Weight Training and Conditioning:  weight training uses a variety of specialized equipment and free weights to target specific muscle groups and types of movement. Bodyweight exercises are also incorporated in the routine for movement such as push-ups, pull-ups and sit-ups.   Enjoy a class that incorporates cardio with strength training while working on the core muscles. This workout program is a combination of cardio and weight training. Condition your entire body!

Climb Fit:Rapidly advance your fitness level and climbing skills in this group class.  Class will utilize climbing wall and bouldering area to help you increase your ability to concentrate while putting your stamina and endurance to the test.  Class will incorporate Pilates as cross-training to help develop and strengthen your entire body!

Body Sculpting:  This class is devoted to toning and strengthening the body. A strong, healthy body begins with a strong, healthy core. For this workout, you will be using equipment such as weights, bands, and bars. Body sculpting class tightens the muscles, and takes the body to its ultimate toning potential. To perk-up the parts of exercise that weight and cardiovascular training might miss, you will do exercises that will slim the hips, define abdominals, legs, oblique and shoulders.
 

                                  WT   & Conditioning M/W/F 6:00-7:00   am David
Climb   Fit T/TH 9:00-10:00   am Ana
Body   Sculpting T/TH 12:15-1:15   pm Raquel
Body   Sculpting  T/TH 6:30-7:30   pm Javier

 

DANCE

Zumba: This class provides an opportunity to learn the steps to popular dances while exercising.   You can learn these hot new dance moves, burn calories and have fun.  Zumba exercise program starts with a warm-up, easy to follow routines and a heart pumping fun workout.  Zumba is a dance party that delivers a whole-body workout. .  So if you’re ready to move your hips…this class is for you.

Latin Aerobics:Turn up the heat!!!  Dance aerobics based on the hottest Latin moves.  Great and fun workout!

 

Zumba M/W 3:30-4:30   pm Anai
Zumba M/W 7:00-8:00   pm Jessika
Zumba T/TH 12:00-1:00   pm Julie
Zumba T/TH 5:30-6:30 pm Heryca
Latin   Aerobics SAT 11:00-12:00 Rosa

 

WATER EXPERIENCE

Deep Water Workout: is a water exercise that feels good and helps to maintain health, fitness & balance.  “Deep Water Workout” was created for ALL levels of fitness.
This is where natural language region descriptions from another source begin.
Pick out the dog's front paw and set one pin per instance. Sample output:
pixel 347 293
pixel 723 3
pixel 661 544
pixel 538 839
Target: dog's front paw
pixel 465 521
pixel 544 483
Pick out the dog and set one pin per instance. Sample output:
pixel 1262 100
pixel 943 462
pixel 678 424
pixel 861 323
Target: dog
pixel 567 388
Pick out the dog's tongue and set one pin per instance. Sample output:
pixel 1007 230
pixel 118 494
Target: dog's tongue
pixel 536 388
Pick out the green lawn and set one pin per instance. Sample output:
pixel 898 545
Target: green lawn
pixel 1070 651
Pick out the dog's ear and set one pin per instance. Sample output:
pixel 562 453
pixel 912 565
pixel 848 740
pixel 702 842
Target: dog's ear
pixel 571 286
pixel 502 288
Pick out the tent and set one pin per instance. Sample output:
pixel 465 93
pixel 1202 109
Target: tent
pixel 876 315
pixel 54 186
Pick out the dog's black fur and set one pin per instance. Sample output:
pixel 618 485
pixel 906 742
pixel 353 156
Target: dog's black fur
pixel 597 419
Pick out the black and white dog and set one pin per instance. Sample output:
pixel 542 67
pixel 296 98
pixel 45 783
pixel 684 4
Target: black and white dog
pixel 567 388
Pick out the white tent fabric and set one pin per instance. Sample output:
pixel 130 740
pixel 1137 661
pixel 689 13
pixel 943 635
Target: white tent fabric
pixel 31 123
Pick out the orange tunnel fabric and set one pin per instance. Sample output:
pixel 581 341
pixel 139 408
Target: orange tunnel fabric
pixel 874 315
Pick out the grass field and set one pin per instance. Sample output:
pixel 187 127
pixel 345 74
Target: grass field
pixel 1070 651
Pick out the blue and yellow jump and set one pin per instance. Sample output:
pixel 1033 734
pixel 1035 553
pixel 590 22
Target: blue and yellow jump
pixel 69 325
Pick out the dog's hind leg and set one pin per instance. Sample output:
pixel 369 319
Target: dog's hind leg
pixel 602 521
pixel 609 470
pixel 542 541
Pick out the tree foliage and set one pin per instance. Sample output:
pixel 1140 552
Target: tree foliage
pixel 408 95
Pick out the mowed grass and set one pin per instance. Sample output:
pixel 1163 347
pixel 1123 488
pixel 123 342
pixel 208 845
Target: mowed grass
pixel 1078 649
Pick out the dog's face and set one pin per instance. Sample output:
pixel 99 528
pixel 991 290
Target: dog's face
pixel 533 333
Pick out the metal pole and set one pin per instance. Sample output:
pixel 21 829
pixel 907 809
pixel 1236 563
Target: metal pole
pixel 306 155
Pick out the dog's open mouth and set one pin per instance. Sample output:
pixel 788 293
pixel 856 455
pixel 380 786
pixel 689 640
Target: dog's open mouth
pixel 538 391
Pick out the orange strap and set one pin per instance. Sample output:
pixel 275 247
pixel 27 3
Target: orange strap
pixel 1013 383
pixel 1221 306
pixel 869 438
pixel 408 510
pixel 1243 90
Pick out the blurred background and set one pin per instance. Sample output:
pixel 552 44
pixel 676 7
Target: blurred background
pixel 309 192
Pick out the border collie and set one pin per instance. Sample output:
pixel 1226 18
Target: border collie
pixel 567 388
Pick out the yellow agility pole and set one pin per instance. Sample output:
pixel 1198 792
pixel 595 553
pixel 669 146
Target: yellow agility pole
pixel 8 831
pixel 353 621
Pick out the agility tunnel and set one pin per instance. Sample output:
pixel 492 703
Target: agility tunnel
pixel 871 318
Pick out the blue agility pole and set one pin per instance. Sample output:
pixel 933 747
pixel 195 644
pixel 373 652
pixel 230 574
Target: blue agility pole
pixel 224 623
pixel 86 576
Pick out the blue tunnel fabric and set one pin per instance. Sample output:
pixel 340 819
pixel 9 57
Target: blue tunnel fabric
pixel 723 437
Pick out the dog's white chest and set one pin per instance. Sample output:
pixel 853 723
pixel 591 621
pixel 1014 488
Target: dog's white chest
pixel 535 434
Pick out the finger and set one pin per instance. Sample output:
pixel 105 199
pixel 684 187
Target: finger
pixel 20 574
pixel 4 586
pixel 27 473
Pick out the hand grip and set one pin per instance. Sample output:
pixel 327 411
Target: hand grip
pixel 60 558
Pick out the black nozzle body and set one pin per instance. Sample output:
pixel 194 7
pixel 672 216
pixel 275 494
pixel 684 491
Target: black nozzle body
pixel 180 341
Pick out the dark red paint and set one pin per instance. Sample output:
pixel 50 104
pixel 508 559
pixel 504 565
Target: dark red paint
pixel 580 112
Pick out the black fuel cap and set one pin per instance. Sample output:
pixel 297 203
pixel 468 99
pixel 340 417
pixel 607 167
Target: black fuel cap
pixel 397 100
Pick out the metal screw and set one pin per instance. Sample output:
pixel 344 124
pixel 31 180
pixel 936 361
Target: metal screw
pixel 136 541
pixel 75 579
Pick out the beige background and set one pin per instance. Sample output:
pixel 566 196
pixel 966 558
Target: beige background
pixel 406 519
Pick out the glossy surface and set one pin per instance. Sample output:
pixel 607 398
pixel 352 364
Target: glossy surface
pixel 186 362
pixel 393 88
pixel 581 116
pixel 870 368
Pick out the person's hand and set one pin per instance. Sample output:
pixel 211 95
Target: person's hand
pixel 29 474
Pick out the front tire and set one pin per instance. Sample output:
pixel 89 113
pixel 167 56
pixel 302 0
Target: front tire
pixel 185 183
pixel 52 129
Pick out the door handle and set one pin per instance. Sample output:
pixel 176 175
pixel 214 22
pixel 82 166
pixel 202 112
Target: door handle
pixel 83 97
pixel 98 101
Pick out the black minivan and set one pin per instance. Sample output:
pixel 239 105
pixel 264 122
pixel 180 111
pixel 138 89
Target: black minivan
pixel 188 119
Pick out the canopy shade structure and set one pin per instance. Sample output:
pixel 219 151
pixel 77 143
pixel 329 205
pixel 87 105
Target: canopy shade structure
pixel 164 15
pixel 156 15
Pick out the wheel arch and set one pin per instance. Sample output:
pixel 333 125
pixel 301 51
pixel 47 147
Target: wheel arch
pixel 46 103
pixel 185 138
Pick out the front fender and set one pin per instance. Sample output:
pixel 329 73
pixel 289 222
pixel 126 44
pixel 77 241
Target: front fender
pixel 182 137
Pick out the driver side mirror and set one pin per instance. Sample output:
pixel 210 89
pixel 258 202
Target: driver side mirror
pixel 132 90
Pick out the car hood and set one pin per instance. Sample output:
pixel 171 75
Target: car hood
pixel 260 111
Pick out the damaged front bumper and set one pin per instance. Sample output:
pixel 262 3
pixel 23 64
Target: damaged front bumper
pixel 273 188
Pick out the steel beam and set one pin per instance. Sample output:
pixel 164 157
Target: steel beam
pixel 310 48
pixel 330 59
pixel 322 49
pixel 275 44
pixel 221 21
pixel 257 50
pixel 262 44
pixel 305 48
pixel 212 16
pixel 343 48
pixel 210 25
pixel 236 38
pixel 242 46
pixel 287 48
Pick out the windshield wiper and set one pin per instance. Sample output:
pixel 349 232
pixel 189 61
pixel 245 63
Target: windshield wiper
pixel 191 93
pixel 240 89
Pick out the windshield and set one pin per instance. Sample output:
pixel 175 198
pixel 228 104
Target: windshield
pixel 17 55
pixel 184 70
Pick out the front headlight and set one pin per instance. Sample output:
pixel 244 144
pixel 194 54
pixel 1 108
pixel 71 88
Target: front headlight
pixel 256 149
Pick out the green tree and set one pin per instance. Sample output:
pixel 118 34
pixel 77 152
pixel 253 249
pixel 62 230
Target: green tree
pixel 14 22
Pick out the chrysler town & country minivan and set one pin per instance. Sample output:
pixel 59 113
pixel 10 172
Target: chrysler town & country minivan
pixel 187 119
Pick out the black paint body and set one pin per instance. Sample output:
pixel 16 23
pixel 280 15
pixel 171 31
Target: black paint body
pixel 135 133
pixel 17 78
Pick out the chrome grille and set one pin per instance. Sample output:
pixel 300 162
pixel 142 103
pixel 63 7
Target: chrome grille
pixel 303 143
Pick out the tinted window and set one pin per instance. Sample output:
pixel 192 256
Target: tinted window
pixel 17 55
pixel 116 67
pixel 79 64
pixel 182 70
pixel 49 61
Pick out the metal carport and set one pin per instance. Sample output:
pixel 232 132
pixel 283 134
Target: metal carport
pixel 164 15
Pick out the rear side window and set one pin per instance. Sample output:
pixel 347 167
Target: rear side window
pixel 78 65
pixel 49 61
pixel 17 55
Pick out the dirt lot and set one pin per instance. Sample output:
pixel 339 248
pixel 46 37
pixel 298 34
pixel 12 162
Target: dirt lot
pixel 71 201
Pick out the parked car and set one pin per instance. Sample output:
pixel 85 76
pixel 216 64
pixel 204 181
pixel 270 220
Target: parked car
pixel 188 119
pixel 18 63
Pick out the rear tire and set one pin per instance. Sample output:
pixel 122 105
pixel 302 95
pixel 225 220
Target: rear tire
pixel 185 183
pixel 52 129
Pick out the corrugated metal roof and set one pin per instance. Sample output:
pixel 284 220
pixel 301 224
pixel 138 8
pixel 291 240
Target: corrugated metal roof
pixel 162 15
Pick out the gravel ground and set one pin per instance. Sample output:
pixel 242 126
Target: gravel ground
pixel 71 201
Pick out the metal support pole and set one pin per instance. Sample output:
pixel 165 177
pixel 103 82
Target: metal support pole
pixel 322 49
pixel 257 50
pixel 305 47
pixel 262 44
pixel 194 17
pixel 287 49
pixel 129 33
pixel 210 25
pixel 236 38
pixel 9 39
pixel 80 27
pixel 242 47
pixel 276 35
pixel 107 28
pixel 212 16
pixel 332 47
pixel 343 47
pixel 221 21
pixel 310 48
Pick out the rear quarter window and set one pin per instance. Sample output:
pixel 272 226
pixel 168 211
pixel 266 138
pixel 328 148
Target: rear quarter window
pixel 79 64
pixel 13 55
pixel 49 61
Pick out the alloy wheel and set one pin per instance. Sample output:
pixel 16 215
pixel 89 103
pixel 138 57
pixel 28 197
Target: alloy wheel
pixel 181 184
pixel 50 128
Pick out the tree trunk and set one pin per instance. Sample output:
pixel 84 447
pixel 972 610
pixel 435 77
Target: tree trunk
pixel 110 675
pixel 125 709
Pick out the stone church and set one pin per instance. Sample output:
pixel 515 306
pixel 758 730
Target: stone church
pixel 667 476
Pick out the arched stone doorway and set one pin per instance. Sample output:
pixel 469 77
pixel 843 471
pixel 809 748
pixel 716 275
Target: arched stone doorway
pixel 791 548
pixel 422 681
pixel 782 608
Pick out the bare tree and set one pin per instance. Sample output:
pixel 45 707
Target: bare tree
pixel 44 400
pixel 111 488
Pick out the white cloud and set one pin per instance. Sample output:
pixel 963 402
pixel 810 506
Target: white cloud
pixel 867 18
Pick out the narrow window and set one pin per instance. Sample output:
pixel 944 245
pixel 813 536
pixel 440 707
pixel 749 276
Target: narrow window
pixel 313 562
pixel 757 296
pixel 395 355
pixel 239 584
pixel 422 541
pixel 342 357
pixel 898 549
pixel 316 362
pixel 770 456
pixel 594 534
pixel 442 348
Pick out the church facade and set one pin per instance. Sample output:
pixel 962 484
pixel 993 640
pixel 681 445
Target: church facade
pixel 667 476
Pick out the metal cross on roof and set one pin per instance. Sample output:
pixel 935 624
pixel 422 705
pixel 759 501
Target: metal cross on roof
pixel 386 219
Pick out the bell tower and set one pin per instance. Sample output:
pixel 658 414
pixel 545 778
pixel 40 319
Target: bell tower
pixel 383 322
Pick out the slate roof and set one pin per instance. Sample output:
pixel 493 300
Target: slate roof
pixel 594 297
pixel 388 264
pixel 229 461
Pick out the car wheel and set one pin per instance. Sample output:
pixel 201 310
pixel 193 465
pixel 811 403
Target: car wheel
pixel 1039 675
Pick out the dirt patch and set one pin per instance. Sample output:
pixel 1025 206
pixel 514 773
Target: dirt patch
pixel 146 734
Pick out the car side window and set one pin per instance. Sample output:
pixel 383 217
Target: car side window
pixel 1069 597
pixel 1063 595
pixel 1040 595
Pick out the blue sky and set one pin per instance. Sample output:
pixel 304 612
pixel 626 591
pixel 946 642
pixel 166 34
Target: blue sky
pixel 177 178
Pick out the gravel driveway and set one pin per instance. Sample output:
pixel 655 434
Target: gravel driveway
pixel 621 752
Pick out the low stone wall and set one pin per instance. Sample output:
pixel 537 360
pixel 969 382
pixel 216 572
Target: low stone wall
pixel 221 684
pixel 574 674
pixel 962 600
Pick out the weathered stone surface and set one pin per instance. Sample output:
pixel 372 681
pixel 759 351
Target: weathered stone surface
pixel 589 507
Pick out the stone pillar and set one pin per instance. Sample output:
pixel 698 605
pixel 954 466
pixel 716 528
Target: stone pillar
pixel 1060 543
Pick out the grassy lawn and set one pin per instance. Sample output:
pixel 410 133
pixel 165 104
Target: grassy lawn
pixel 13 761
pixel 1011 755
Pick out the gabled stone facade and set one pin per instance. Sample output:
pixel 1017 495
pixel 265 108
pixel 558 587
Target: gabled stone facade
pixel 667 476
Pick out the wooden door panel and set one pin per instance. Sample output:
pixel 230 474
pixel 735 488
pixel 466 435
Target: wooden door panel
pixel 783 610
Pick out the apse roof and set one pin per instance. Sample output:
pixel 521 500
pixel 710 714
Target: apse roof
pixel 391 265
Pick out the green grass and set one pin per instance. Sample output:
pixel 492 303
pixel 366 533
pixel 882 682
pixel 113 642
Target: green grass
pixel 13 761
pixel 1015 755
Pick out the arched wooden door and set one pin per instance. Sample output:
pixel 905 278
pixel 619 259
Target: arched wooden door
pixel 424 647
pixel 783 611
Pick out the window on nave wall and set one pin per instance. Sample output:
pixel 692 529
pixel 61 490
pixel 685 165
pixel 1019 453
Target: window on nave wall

With the assistance of Deep Water Workout flotation belts, the body is suspended in the water without the feet touching the bottom of the pool. (13 feet deep)  This unique class is the only form of physical activity that allows the body to exercise in a “zero impact” environment.   In a deep water routine, you can run in place, jog, tread water, do sit-ups, work on kickboxing moves, jumping jacks and much more. If you need to, you can hold on to a flotation device if you do not feel stable during the workout.  It’s a cool way to keep fit.

Water Conditioning: This fun non-impact water workout challenges and improves cardiovascular endurance and strength while conditioning your body.  Many people prefer to exercise in water because it supports some of your body weight, making it easier on the joints such as knees and ankles.  The resistance of the water makes the workout feel far more intense, while the water cushions you from the impact.  At times you will be using equipment such as weights and tubing to make exercises tougher.  (Non-swimmers can participate).
 

Deep Water Workout M/W 5:30-6:30 pm Graciela
Water   Conditioning T/TH 5:00-6:00   pm Graciela

 
*Please note: classes are subject to change semester to semester.

* See current schedule for the class options offered each semester.